B.A., Louisiana State University (Baton Rouge); M.A., University of Texas (Austin); Ph.D., University of California (Berkeley)
Assistant Professor of Art
Art historian focusing on cross-cultural connections in the ancient Mediterranean
One misconception about conducting research around the Mediterranean is that the weather will always be nice. In fact, snow does fall in Morocco, and, on deceptively beautiful springtime days in Provence, the fierce Mistral wind can freeze your fingers numb. Visiting these regions is, nonetheless, the best way to study the ancient Roman world. Rome itself constituted only a small part of an empire stretching from Britain to Tunisia and from Morocco to Iraq. Traditionally, however, this one city has dominated Roman Studies. In my research and teaching, I aim to bring provincial communities into sharper focus and to re-envision the empire from their perspective.
Many of my research ideas come from the classroom, and I take pleasure in introducing students to a broad range of ancient cultures. My lecture courses on Roman, Greek, Celtic, Etruscan, and Near Eastern art and architecture emphasize cross-cultural exchange. My advanced seminars often cut across regional boundaries. Ancient Palaces and Villas (Arth 302), for example, develops a comparative analysis of Persian, Mesopotamian, Greek, and Roman royal art and architecture. Antiquities Today (Arth 373), constructs an historical frame around current repatriation, conservation, and acquisition debates. For all of these courses, I plan field trips to local museums and rare book collections, including Wellesley’s Davis Museum and Clapp Library Special Collections, as well as the Museum of Fine Arts in Boston and the Metropolitan Museum of Art in New York City.

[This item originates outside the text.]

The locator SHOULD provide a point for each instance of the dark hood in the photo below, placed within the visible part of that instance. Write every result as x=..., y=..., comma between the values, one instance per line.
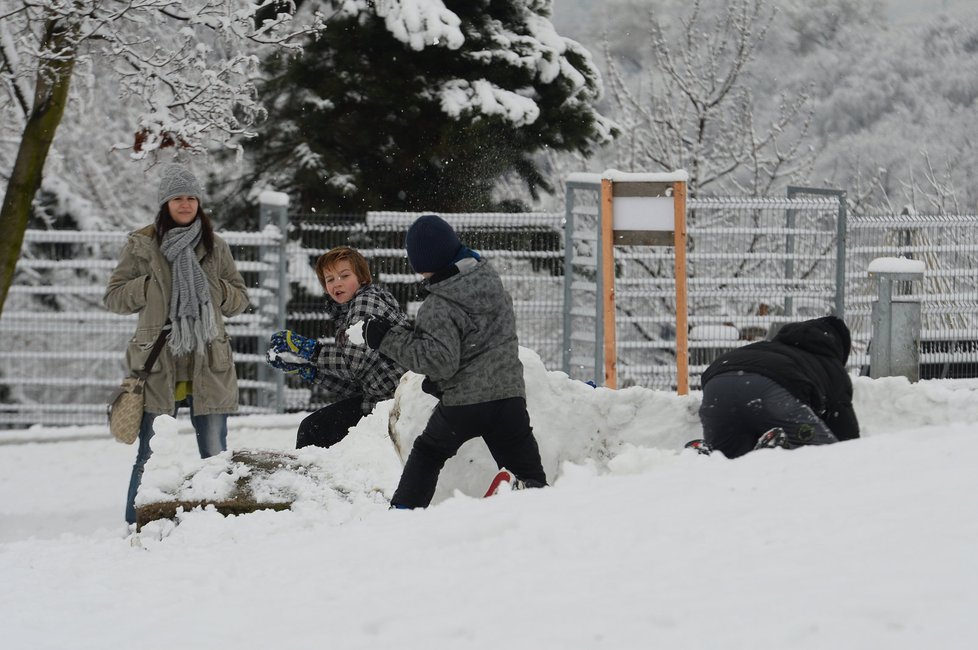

My current research focuses on commemoration and the impact of empire on the art of the Roman provinces. The Getty Foundation’s three-year “Arts of Rome’s Provinces” seminar allowed me to travel with a group of international scholars to Britain (2011), Greece (2012), and the Getty Villa (2013). The seminar has produced a book proposing new approaches to the study of provincial art. My contribution, “Coins before Conquest in Celtic France: an Art Lost to Empire” publishes two overlooked coins (from Paris and ancient Brittany) at the Metropolitan Museum of Art in New York. I had the opportunity to research these coins when I held the Met’s Pat O’Connell Memorial Fellowship during my sabbatical year (2013-2014). My research on commemoration in ancient France, Germany, and Britain has appeared in the Oxford Handbook of Roman Sculpture, and I have given related talks on "Gifts for the Gods: The Art of Devotion in Roman Gaul” at the Getty Villa and on “The First Public Monument in Paris: the Pillar of the Sailors, 14-37 CE” at the 2015 AIA conference. I also enjoyed taking several groups to see the exhibit "Roman in the Provinces: Art on the Periphery of Empire," on display at the Yale University Art Gallery (Fall 2014) and the McMullen Museum of Art, Boston College (Spring 2015). Included in the exhibit were a number of artworks featuring Julia Domna, my favorite Roman empress. For the catalogue, I wrote an essay on commemorative arches in North Africa that honored her. Last year, I participated in the “Art of War” conference at Brown University, where I drew on self-representations of Celtic warriors to problematize ethnic stereotypes in Greek and Roman art. I also lectured on Palmyra at the Museum of Fine Arts, Boston. This coming year (2016-2017), I'm looking forward to giving a talk on images of Hadrian's Wall at the annual AIA conference in Toronto. That talk is based on my book project Destinations in Mind: the Art of Portraying Places on the Roman Empire's Souvenirs. While in Toronto, I will also participate in the Unlocking the Provinces conference.